Open TIan1874 opened 1 year ago
We use the evaluation toolkits from https://github.com/jmhessel/clipscore to compute the metrics.
We use the evaluation toolkits from https://github.com/jmhessel/clipscore to compute the metrics.
Thanks very much!
I also see the diversity metrics, Vocab, S-C, Div-1, Div-2 are calculated in the paper, is there any related code for diversity metric evaluation that could be provided? @joeyz0z
Diversity metrics are based on https://github.com/qingzwang/DiversityMetrics
About diversity metric div-1, div-2: I followed the metrics calculation link "Diversity metrics are based on https://github.com/qingzwang/DiversityMetrics" that you guys put on the GitHub issue, but I would like to know how to calculate n-gram diversity metrics based on that link since I didn't find a way to calculate div-2 among the links you provided.
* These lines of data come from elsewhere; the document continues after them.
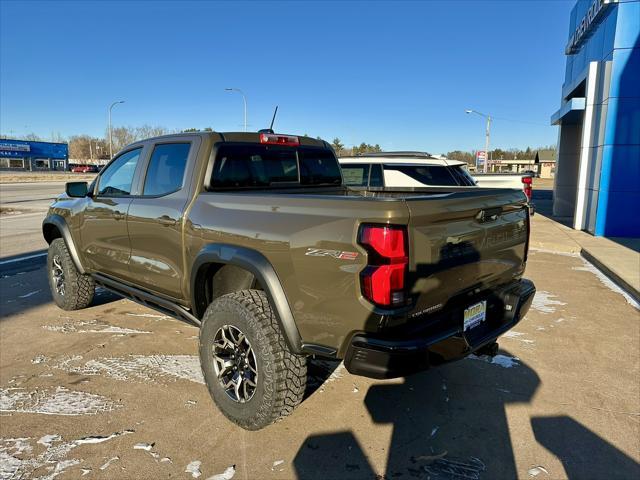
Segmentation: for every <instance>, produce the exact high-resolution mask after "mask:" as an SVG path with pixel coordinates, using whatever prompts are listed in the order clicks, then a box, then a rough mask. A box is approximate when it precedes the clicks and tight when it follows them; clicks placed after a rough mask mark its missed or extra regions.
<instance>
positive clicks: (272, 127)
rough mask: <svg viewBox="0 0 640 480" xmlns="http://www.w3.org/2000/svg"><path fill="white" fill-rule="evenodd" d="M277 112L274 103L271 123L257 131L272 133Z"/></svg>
mask: <svg viewBox="0 0 640 480" xmlns="http://www.w3.org/2000/svg"><path fill="white" fill-rule="evenodd" d="M277 113H278V106H277V105H276V109H275V110H274V112H273V118H272V119H271V125H269V128H263V129H261V130H258V133H273V124H274V122H275V121H276V115H277Z"/></svg>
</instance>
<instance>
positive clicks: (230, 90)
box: [225, 88, 247, 132]
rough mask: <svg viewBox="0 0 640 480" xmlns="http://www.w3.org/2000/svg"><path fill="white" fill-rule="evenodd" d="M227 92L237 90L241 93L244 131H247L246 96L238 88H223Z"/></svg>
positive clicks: (243, 93) (241, 91)
mask: <svg viewBox="0 0 640 480" xmlns="http://www.w3.org/2000/svg"><path fill="white" fill-rule="evenodd" d="M225 90H226V91H227V92H238V93H239V94H240V95H242V103H243V104H244V131H245V132H246V131H247V97H245V95H244V92H243V91H242V90H240V89H239V88H225Z"/></svg>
Here is the code: https://github.com/joeyz0z/ConZIC/blob/main/compute_n_div.py
I want to know if the prompt is reserved when calculating evaluation metrics. Thank you very much for your excellent work!
yes, we reserved the prompt
Thank you very much for your reply, I am following your work! I have a question about the vocab metric, are there 25,000 (5,000 images, 5 captions per image) captions involved in the calculation of this metric? If so, are stop-words other than stop_words.txt being introduced?
Thank you very much for your excellent work! I want to reproduce the work, and I am wondering if you could make public the code for calculating the metrics in the paper, such as BLEU-4, METEOR, CIDEr, SPICE, and RefCLIPScore. I would appreciate it if you could take the time to reply to me.